屋根点検にドローンを活用することで、操縦者は安全な地上から作業を行えるため、転落や落下による事故の危険性もほとんどありません。
調査時間を短縮できる
屋根の上にのぼって点検作業を行う場合は、ハシゴを準備して職人の安全を確保しながら屋根を傷つけないよう慎重に作業する必要があるため、点検に時間がかかってしまいます。
しかし、ドローンであればハシゴや足場の準備は不要で、空中から屋根を広範囲に映し出すことができるので、大幅に点検時間を短縮することが可能です。
依頼主とその場で屋根の状態が確認できる
ドローンで撮影された映像は、タブレット端末等ですぐに確認することができるため、業者と一緒に屋根の劣化状況をリアルタイムで確認することができます。

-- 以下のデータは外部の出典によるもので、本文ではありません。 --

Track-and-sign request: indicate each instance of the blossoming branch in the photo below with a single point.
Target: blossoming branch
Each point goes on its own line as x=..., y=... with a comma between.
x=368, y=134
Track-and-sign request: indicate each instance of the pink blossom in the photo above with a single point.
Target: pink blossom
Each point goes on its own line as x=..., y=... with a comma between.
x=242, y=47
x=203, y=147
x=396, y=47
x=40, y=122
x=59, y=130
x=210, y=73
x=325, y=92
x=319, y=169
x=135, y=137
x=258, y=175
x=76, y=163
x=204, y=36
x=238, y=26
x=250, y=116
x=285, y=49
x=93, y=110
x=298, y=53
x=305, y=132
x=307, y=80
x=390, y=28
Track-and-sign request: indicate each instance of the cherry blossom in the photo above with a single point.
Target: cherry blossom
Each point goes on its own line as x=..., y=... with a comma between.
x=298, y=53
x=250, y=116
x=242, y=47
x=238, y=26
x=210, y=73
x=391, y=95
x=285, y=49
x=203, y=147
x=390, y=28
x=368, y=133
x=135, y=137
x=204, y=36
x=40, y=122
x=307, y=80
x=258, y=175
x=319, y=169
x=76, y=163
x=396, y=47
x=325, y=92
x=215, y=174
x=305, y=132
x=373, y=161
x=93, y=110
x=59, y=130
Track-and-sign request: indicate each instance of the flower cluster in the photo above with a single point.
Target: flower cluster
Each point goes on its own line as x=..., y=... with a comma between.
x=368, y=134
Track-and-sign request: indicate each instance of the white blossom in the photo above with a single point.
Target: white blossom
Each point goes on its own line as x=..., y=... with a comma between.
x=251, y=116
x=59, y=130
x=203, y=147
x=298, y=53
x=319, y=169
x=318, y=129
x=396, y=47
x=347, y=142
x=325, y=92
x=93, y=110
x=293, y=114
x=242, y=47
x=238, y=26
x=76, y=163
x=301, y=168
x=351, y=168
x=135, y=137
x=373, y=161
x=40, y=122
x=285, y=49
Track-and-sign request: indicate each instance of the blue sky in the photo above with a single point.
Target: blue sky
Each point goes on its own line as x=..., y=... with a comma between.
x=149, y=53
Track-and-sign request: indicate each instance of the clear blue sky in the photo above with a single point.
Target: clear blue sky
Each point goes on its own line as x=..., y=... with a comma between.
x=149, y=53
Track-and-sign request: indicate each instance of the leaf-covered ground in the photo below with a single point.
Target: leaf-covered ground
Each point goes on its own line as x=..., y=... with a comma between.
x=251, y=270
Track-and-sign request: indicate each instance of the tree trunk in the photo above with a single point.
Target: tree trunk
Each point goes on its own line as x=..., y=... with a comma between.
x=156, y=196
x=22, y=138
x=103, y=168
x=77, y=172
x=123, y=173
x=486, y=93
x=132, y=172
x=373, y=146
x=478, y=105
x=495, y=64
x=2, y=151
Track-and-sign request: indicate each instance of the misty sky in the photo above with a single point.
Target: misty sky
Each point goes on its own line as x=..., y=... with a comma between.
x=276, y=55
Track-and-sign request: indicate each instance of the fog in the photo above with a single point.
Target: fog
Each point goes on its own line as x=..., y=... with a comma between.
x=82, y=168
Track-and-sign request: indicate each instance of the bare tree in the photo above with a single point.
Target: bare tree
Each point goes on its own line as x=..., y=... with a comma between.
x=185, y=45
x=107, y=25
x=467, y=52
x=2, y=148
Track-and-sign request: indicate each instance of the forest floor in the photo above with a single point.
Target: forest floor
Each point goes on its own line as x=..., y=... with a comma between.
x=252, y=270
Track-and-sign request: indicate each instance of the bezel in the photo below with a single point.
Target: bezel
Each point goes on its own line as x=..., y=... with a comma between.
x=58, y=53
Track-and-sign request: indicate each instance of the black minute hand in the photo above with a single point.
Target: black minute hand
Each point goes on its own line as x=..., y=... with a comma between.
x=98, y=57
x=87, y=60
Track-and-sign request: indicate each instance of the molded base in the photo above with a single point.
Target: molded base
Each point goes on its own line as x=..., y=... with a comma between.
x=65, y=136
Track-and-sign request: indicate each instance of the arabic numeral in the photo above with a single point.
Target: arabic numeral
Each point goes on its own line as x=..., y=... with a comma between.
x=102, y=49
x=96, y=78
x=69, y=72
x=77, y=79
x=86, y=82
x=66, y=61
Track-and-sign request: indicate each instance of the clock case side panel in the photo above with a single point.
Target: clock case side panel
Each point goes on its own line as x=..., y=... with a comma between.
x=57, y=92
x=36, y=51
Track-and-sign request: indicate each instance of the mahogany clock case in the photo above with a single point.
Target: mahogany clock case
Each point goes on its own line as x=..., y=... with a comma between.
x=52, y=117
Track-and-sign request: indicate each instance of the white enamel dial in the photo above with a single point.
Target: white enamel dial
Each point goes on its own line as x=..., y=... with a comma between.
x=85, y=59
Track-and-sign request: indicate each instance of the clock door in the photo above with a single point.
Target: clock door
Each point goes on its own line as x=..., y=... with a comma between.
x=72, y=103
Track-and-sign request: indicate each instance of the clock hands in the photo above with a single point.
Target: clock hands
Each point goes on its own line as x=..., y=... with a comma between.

またドローンであれば、屋根を広範囲に映し出したり、破損個所などに寄った画像も鮮明に映し出すことできるので、お客様ご自身もどの部分が劣化しているのかより把握しやすいという点もメリットの一つと言えるでしょう。
屋根点検にドローンを導入するデメリット
悪天候では実施できない
雨や強風など悪天候の場合には、ドローンを安定して飛ばすことができないため、ドローンを使って屋根点検を行うことは出来ません。
また、国土交通省航空局の無人航空機飛行マニュアルでも5m/s以上の突風など安全に飛行させることができない不測の事態が発生した場合には、飛行を中止すべきと記載されています。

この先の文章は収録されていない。